Besides such unpredictability, U.S. policies toward many substate conflicts will understandably be diffident because, even if the behavior of the contenders once in power could be foreseen, U.S. interests do not all run in the same direction. What outcome of a domestic conflict the United States should want is not always evident. The upheavals in the Middle East known collectively as the Arab Spring have presented such situations. If U.S. policy toward Egypt, for example, has appeared vacillating, that is partly because different possible outcomes of the struggle for power in Egypt would serve in contradictory ways the different U.S. interests involved, including privileged access to the Suez Canal and the expansion of democracy as a way of discouraging radicalization. The civil war in Syria has also presented no clear answer to the question of what outcome would be most consistent with, or least damaging to, U.S. interests, given that there is much to dislike on both sides of that struggle.
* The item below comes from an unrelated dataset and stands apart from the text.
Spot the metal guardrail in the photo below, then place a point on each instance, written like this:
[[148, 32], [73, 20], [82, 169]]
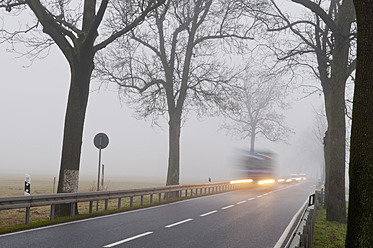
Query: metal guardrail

Running a government, as well as a country, is starkly different from running a resistance movement. Incumbency involves demands and equities that strongly shape the motivations of leaders and constrain what they can do, at least without sustaining major costs and losses. That difference is the biggest reason for disconnects between the ideologies and behavior observed in a resistance movement and the policies followed once the same movement is in power. Happily, the disconnects are mostly in the direction of greater moderation when in power. The fundamental reason is that a regime has more to lose than an opposition group does. It has national interests, including strategic and economic ones, to protect, and it has to behave as a normal and responsible member of the international system to do a good job of protecting them. It also has national assets, with a fixed address, that are more vulnerable to reprisal should it misbehave.
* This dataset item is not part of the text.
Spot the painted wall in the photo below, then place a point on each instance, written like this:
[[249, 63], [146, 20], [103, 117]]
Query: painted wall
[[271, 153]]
The history of Vietnam‑U.S. relations reflects those realities. Bitter enemies in the most costly struggle the United States has waged in an effort to keep an insurgency from gaining power in a contested state, the two countries now have cordial relations. It is in the Hanoi regime’s interest to have such a relationship, to benefit from economic interdependence, and to play power politics in a way that helps protect its interests from any Chinese encroachment. The containment of Chinese power in the South China Sea is the foremost of several shared interests that have formed the basis for a deepening relationship between Washington and Hanoi.9

Globalization has increased the costs to incumbent regimes of misbehavior. It is more costly to be a pariah now than it was in a less globalized world. The costs include the opportunity costs of not benefiting from full participation in an integrated global economy as well as any direct penalties, such as specially imposed sanctions. Muammar el‐​Qaddafi’s sharp turnaround in the late 1990s—after heading one of the more troublesome regimes in the world over the previous quarter century—demonstrates the motivations involved. Qaddafi felt the pain, politically as well as economically, of the sanctioning and ostracism of Libya that the international community imposed largely in response to Libyan involvement in terrorism. The later unfortunate undoing by Western powers—when they intervened in an uprising in Libya to overthrow Qaddafi even after he had given up terrorism and his unconventional weapons programs—of that salutary lesson for other troublesome dictators does not negate the logic involved.10

That same logic provides most of the explanation for the significant decrease in state‐​sponsored international terrorism in the past 25 years. (A further and related explanation is the collapse of the Soviet Union and end of the Cold War, which made it more difficult for those ostracized by one set of great powers to find succor elsewhere.) State‐​sponsored (including state‐​conducted) terrorism is today only a shadow of what it was in the 1970s and 1980s.11 The U.S. list of state sponsors of terrorism has dwindled, while some that remain on it, such as Cuba, do so for reasons other than terrorism. All of those facts should put into perspective one of the most frequently expressed worries about substate violence that might lead to regime change: the fear

that a new “terrorist state” will emerge. Old Cold War habits of thinking about regime changes in relation to a single international scorecard die hard. Even those observers who do not impose a “World War IV” template often apply a modified notion of good guys and bad guys aligning against each other. A model of the Middle East that is often applied sees Iran and its allies lining up against everyone else. That view gives rise to unrealistic concepts, such as a coalition of “moderates” that includes the United States, Israel, and Arab regimes with which the United States happens to have good relations, as if those players did not have at least as many differences among themselves as each of them does with the Iranians.12

Much American discourse about the conflict in Syria has used, explicitly or implicitly, such templates in assessing possible outcomes of that war. Outcomes get rated by the effect on a broader competition with the Syrian regime’s major allies, Russia and Iran. That way of looking at the Syrian civil war is misguided. The war can affect some U.S. interests at least indirectly—although, as noted, it is unclear which overall outcome would affect those interests relatively favorably or unfavorably. But the effects will not be measured primarily by a reenergized Russia dreaming old imperial dreams of obtaining warm‐​water ports or of making inroads throughout the Middle East. Neither will they be measured mostly by the strength or weakness of Iran, for which Syria has been a rather troublesome ally—all the more so since the Assad regime’s suspected use of chemical weapons against anti‐​regime forces in 2013 attracted the attention, as well as the opprobrium, of the international community.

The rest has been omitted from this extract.